The effects of the "Y2K Time Bomb" will be like an "economic hurricane", and like the hurricanes that hit at various places along the Atlantic or Gulf coasts, the variability of the impact for individuals is unknown and unknowable until one is in the middle of the storm (or has, thankfully, ended up at a part of the coast that the hurricane completely misses).

One's degree of preparation will depend on how close we are to the coast, and how exposed we are. Much of the preparation must be done even before a storm warning is announced: deciding not to live on a flood plain, or having storm insurance bound on insurable property. Once the warning has been given, only systematic "tying down, nailing up, and boarding over" and stocking of "storm supplies" can be undertaken, and only that if you don't wait until the winds begin to blow harder.

The "storm warnings" for Y2K have been amply communicated, for those who have an ear to hear. It is time to lay in storm supplies, and "batten down the hatches". If in a too exposed position, evacuation may also be prudent.

The other parallel that comes to mind is the story of the great famine forecast by Pharoah's dream (as interpreted by Joseph) in the Bible book of Genesis.

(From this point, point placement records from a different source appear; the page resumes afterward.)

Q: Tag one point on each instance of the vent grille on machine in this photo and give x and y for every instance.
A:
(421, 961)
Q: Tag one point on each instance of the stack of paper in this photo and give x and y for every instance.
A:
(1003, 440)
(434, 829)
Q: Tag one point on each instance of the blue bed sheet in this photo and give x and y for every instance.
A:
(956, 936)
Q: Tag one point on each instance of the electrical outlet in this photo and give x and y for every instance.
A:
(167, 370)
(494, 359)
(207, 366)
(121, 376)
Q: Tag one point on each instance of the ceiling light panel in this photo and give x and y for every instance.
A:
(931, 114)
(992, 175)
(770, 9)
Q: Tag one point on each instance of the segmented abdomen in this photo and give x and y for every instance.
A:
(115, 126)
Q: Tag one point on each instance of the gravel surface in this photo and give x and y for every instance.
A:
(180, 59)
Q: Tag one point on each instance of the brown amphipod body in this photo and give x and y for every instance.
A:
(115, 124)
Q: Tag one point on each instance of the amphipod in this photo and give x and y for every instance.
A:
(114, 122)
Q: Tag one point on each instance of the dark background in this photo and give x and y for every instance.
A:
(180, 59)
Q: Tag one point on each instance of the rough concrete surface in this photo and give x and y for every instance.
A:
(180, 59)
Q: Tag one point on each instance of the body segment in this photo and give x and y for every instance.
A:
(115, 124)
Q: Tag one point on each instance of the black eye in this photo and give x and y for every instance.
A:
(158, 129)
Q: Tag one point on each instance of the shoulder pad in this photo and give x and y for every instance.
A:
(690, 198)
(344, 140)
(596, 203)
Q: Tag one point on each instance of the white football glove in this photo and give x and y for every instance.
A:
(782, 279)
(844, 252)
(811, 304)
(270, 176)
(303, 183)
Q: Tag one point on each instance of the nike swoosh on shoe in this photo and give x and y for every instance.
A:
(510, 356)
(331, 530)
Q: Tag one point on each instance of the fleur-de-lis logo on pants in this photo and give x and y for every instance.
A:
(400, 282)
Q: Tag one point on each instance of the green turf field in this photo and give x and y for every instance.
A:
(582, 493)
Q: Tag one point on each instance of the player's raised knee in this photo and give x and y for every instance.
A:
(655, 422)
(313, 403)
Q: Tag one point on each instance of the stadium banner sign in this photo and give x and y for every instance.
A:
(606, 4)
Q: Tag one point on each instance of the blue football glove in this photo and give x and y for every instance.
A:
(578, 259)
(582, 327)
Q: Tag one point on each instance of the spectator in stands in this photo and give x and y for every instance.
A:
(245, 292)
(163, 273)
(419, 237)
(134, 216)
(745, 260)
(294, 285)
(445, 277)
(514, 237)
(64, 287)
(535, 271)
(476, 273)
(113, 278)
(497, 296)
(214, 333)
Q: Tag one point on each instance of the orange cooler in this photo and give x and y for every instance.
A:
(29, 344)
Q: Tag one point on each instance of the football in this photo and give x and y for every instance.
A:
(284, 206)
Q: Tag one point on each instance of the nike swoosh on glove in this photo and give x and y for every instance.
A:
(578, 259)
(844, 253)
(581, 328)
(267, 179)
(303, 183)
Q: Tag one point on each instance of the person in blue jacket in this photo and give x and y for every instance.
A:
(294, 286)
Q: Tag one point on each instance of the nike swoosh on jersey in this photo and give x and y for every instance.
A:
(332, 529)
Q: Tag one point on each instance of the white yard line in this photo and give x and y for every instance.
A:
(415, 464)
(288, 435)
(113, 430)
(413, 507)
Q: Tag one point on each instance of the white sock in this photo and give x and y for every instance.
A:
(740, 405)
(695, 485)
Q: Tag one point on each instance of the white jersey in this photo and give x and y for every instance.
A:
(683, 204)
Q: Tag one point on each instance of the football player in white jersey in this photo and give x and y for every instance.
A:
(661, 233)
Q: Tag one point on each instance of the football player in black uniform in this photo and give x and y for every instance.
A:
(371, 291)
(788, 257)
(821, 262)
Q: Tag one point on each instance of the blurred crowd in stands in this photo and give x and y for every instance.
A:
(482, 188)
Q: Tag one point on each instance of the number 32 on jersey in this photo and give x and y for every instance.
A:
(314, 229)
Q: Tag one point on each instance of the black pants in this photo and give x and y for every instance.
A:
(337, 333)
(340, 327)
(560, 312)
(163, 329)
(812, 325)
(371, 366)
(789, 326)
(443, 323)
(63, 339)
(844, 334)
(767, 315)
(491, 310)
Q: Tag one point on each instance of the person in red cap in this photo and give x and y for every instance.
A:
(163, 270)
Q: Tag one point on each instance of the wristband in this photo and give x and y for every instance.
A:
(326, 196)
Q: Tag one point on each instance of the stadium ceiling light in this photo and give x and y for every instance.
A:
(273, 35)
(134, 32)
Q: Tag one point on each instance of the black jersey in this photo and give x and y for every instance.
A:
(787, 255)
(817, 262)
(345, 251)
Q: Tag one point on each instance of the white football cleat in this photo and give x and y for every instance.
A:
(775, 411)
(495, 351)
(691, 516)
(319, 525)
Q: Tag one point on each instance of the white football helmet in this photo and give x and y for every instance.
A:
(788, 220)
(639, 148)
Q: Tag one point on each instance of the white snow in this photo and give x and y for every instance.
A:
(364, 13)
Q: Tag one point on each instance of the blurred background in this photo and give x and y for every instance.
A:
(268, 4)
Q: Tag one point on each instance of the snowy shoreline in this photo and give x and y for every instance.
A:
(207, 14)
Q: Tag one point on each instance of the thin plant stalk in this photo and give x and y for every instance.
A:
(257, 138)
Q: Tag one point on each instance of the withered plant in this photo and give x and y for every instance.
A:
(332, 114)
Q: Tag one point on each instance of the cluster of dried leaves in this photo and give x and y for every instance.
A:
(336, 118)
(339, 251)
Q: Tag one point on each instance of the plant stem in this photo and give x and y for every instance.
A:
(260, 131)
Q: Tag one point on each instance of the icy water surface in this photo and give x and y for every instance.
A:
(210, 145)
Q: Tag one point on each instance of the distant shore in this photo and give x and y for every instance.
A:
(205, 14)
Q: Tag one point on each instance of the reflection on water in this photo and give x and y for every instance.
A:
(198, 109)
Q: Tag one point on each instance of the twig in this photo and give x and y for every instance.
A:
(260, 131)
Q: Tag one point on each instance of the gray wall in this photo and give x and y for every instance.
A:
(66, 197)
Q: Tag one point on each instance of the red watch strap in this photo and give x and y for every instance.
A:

The parallel is strengthened by the sequence of 7 years of great abundance followed by 7 years of great shortages. We have been seeing great abundance in recent years, so much so that it is hard to imagine it 'suddenly' turning to catastrophic shortages of power, food, and other critical goods.

The Genesis account has lot's of 'gritty detail' about nature of preparations and effects of the crop failures (people selling everything they have including, in the end, themselves). I have found it very helpful in making plans at both the "detailed" and "global" levels. I'm not an "end times" enthusiast, but this story reminds us that in the course of 'normal time' very HARD times are not only possible but, over a long period, likely at some point or another. Since we don't have the direct experience, this indirect experience (plus, perhaps, similar accounts of the Great Depression or daily life in the territories of the former USSR) can help in becoming mentally prepared for what may be ahead.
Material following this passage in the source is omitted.